EasyJet's third-quarter trading statement revealed that over the three months to the end of June, its revenue increased 34.2 per cent to £460.2 million.

This was driven by a 15.8 per cent rise in passengers carried to 8.8 million, reflecting 19 new routes and strong underlying demand.

There was also a 32 per cent increase in ancillary revenue - spending on extras such as in-flight food, insurance, hotels and car rental. The airline's load factor, a measure of how full its flights were, came in at 86 per cent, a rise of 1.1 percentage points.

In July, easyjet carried 3.17 million passengers, up 11.3 per cent on the same month last year.

It emerged last week that easyJet was considering a franchise offer from Saudi-based National Air Services, which wants to launch low-fare flights in the Arabian Gulf.

Meanwhile, Air France-KLM said passenger traffic levels rose 4.9 per cent in July from the same month last year, down from the 7.1 per cent rise seen in June, while capacity increased by five per cent over the period.

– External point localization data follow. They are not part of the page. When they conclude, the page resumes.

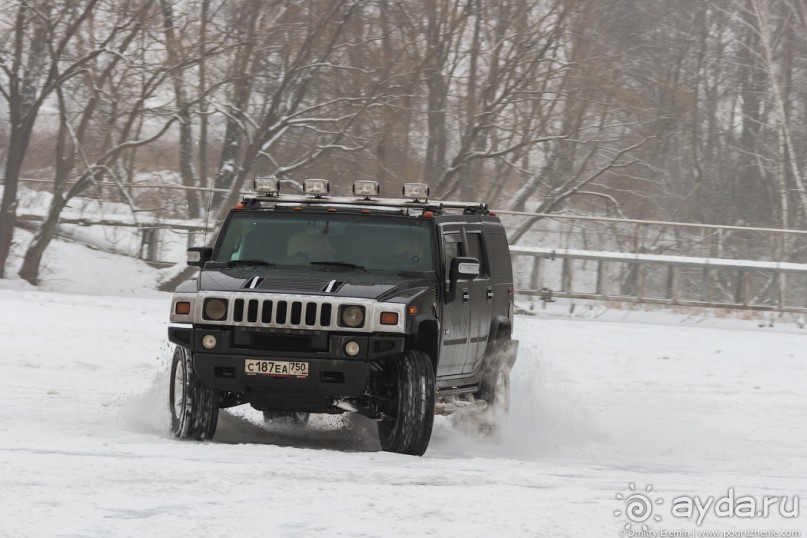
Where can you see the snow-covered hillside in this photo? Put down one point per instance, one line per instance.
(691, 406)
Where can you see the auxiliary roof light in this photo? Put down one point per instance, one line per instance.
(365, 187)
(317, 187)
(416, 191)
(269, 186)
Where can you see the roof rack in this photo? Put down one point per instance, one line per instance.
(467, 208)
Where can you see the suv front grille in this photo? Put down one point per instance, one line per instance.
(278, 312)
(295, 311)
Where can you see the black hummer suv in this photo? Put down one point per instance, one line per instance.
(394, 309)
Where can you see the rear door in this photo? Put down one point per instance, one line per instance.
(455, 322)
(481, 295)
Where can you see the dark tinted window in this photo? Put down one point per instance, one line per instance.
(475, 250)
(499, 254)
(452, 247)
(285, 238)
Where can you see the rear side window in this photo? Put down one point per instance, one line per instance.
(475, 251)
(499, 254)
(452, 248)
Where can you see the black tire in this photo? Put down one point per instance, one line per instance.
(194, 407)
(407, 425)
(286, 417)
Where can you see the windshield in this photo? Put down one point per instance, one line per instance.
(365, 241)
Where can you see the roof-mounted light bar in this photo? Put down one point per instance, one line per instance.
(365, 188)
(418, 192)
(316, 187)
(270, 186)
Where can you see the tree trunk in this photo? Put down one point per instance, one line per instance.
(33, 256)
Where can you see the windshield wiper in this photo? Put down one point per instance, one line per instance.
(233, 263)
(342, 264)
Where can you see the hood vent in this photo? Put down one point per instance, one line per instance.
(252, 283)
(332, 286)
(292, 284)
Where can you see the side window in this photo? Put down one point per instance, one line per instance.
(475, 251)
(499, 254)
(452, 247)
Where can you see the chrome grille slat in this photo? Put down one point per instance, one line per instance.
(274, 311)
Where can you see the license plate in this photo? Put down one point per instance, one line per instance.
(276, 368)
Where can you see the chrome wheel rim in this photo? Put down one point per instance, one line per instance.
(179, 387)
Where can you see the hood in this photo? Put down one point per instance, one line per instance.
(303, 281)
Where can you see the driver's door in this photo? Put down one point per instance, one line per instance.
(455, 322)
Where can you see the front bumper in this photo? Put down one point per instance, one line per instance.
(332, 373)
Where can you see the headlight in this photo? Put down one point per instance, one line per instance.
(215, 309)
(352, 348)
(352, 316)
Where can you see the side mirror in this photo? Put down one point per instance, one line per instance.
(199, 256)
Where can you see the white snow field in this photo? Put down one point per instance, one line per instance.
(691, 406)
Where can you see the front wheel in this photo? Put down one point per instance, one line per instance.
(194, 406)
(409, 411)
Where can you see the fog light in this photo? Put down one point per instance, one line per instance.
(209, 341)
(215, 309)
(352, 348)
(352, 316)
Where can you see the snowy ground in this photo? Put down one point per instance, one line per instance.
(689, 405)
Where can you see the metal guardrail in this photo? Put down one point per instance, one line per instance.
(607, 274)
(735, 292)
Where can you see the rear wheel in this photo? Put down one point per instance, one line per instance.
(409, 404)
(194, 406)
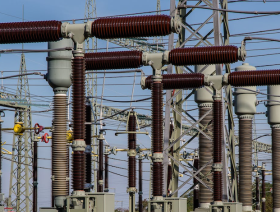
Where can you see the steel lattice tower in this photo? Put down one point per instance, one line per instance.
(91, 78)
(21, 187)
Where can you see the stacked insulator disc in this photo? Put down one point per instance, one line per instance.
(157, 138)
(113, 60)
(218, 139)
(138, 26)
(178, 81)
(132, 146)
(206, 154)
(60, 160)
(204, 55)
(27, 32)
(245, 158)
(88, 143)
(78, 93)
(78, 170)
(248, 78)
(276, 166)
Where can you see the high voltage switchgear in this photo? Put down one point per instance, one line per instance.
(60, 78)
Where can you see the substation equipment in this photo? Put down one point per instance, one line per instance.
(60, 78)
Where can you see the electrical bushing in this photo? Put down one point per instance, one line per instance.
(59, 65)
(245, 99)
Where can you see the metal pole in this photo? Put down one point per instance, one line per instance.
(140, 185)
(106, 189)
(257, 192)
(0, 156)
(263, 187)
(35, 169)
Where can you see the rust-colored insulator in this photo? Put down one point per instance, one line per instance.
(204, 55)
(132, 172)
(88, 168)
(88, 126)
(157, 139)
(78, 95)
(254, 78)
(113, 60)
(27, 32)
(157, 179)
(137, 26)
(218, 186)
(178, 81)
(78, 170)
(218, 130)
(132, 128)
(157, 120)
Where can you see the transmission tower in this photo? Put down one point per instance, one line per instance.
(91, 78)
(20, 192)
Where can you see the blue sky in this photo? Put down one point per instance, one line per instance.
(11, 11)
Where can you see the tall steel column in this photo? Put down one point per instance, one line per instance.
(20, 191)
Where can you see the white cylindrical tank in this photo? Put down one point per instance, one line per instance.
(273, 104)
(245, 101)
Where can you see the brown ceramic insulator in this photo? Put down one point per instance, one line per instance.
(78, 170)
(157, 120)
(88, 168)
(276, 166)
(254, 78)
(218, 130)
(88, 143)
(78, 95)
(204, 55)
(132, 128)
(137, 26)
(88, 126)
(113, 60)
(132, 172)
(60, 156)
(169, 175)
(100, 165)
(106, 170)
(257, 192)
(218, 186)
(263, 191)
(245, 161)
(27, 32)
(178, 81)
(157, 179)
(206, 154)
(140, 202)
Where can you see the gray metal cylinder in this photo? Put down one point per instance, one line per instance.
(273, 105)
(276, 166)
(206, 154)
(203, 95)
(60, 163)
(245, 100)
(59, 64)
(245, 162)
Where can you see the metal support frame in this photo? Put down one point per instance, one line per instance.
(218, 20)
(20, 190)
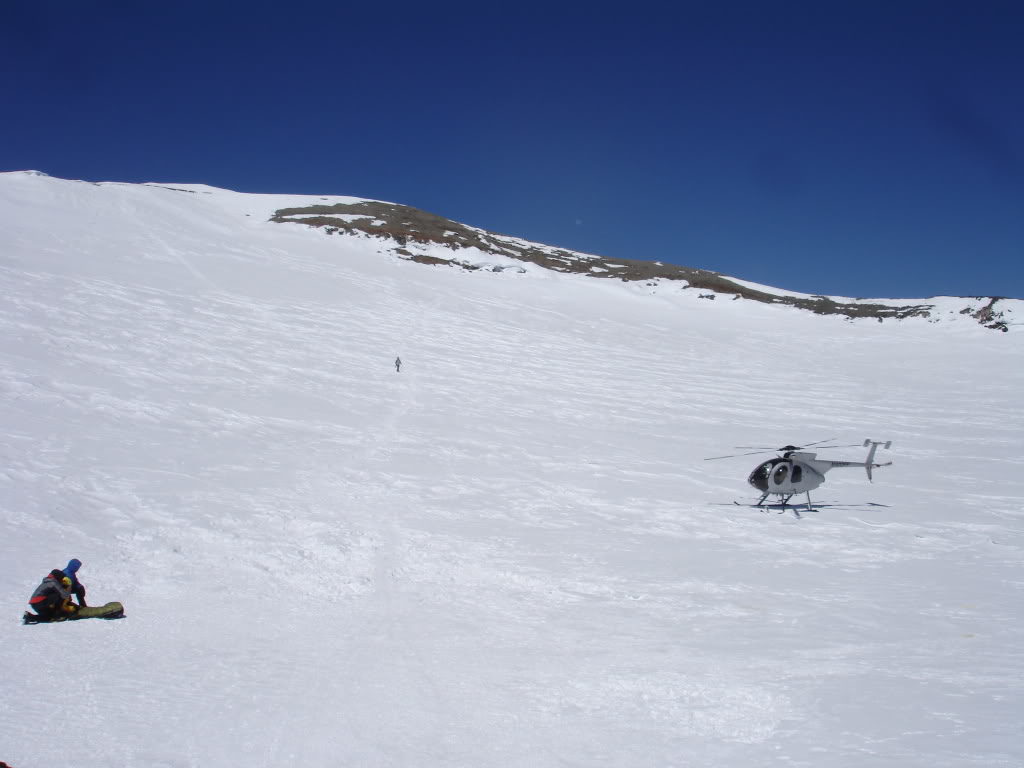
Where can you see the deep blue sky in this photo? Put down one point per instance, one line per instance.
(863, 148)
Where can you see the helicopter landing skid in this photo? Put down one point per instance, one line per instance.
(783, 505)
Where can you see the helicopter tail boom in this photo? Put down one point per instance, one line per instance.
(868, 464)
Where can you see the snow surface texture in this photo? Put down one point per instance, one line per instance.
(511, 553)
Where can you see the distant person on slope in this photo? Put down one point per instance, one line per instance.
(52, 598)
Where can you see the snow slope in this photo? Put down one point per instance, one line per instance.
(509, 554)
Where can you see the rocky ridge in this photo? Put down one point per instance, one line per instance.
(408, 227)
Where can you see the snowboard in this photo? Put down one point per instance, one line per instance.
(111, 610)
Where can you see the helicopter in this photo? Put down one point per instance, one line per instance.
(799, 471)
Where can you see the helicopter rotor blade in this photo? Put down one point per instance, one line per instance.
(812, 444)
(733, 456)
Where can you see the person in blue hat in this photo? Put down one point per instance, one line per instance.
(51, 600)
(77, 588)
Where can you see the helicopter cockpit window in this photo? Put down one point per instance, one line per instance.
(780, 473)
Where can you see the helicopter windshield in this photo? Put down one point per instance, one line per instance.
(759, 477)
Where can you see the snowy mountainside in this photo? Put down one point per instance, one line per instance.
(412, 233)
(512, 552)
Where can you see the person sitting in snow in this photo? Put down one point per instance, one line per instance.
(51, 600)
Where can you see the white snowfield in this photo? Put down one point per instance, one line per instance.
(509, 554)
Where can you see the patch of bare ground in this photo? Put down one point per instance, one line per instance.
(407, 225)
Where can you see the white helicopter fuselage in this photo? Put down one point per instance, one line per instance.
(800, 472)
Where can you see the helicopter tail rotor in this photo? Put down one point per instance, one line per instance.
(869, 462)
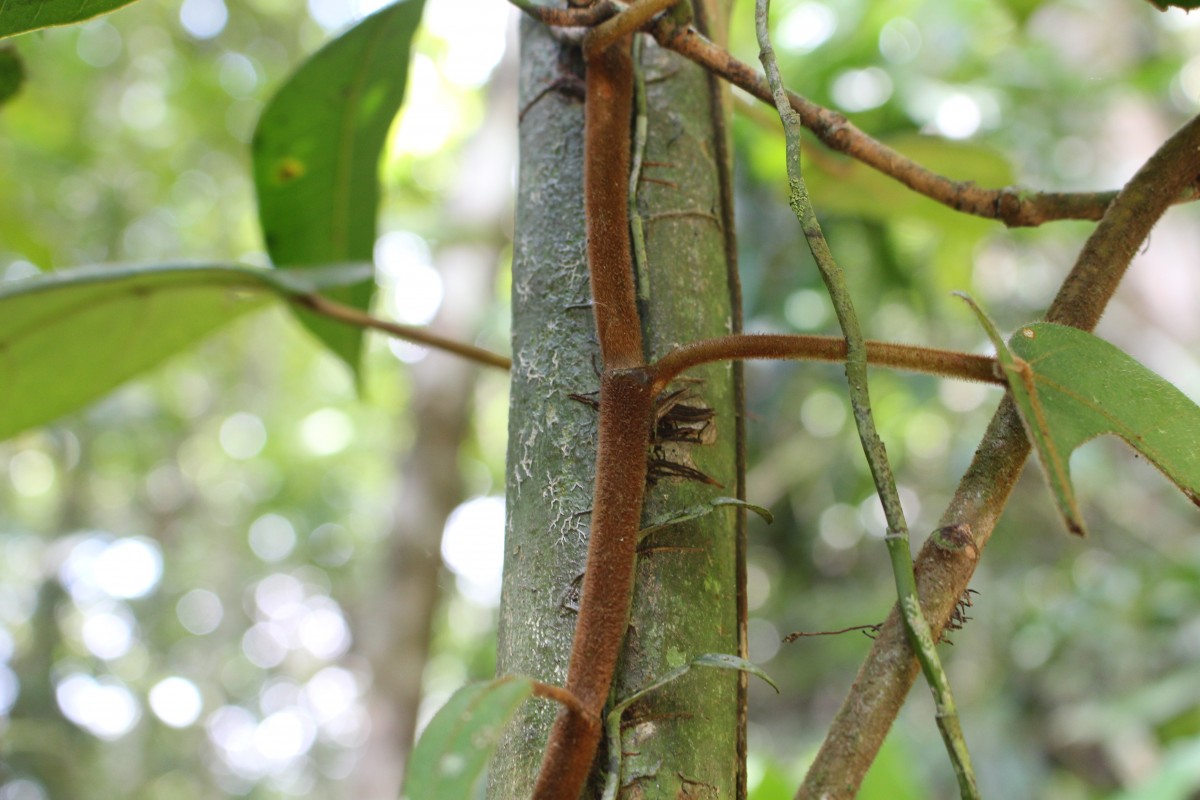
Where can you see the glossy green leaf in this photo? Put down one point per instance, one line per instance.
(12, 73)
(21, 16)
(460, 739)
(701, 510)
(317, 151)
(612, 721)
(69, 337)
(1071, 386)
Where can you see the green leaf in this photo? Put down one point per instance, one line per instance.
(1071, 386)
(21, 16)
(460, 739)
(612, 721)
(316, 156)
(701, 510)
(69, 337)
(12, 73)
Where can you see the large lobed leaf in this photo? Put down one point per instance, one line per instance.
(1071, 386)
(69, 337)
(21, 16)
(317, 150)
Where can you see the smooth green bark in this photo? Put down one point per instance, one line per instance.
(687, 737)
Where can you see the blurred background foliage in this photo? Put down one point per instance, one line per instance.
(204, 578)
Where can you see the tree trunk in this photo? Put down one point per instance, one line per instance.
(685, 739)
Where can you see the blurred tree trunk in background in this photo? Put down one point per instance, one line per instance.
(688, 735)
(397, 629)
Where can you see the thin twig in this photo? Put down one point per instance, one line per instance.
(556, 17)
(352, 316)
(1011, 205)
(888, 672)
(801, 635)
(919, 635)
(946, 364)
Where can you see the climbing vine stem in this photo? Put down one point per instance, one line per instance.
(921, 637)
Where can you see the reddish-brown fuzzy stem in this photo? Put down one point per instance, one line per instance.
(949, 364)
(1011, 205)
(625, 420)
(609, 109)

The load factor slipped to 85.2 per cent in July from 85.3 per cent last year.

Traffic growth was strongest on flights to Asia, up 10.8 per cent in July, while traffic rose by 6.2 per cent in Europe. n European airline traffic rose five per cent in June from a year earlier, with cross-border traffic in Europe growing to an 18-month high, the Association of European Airlines said yesterday.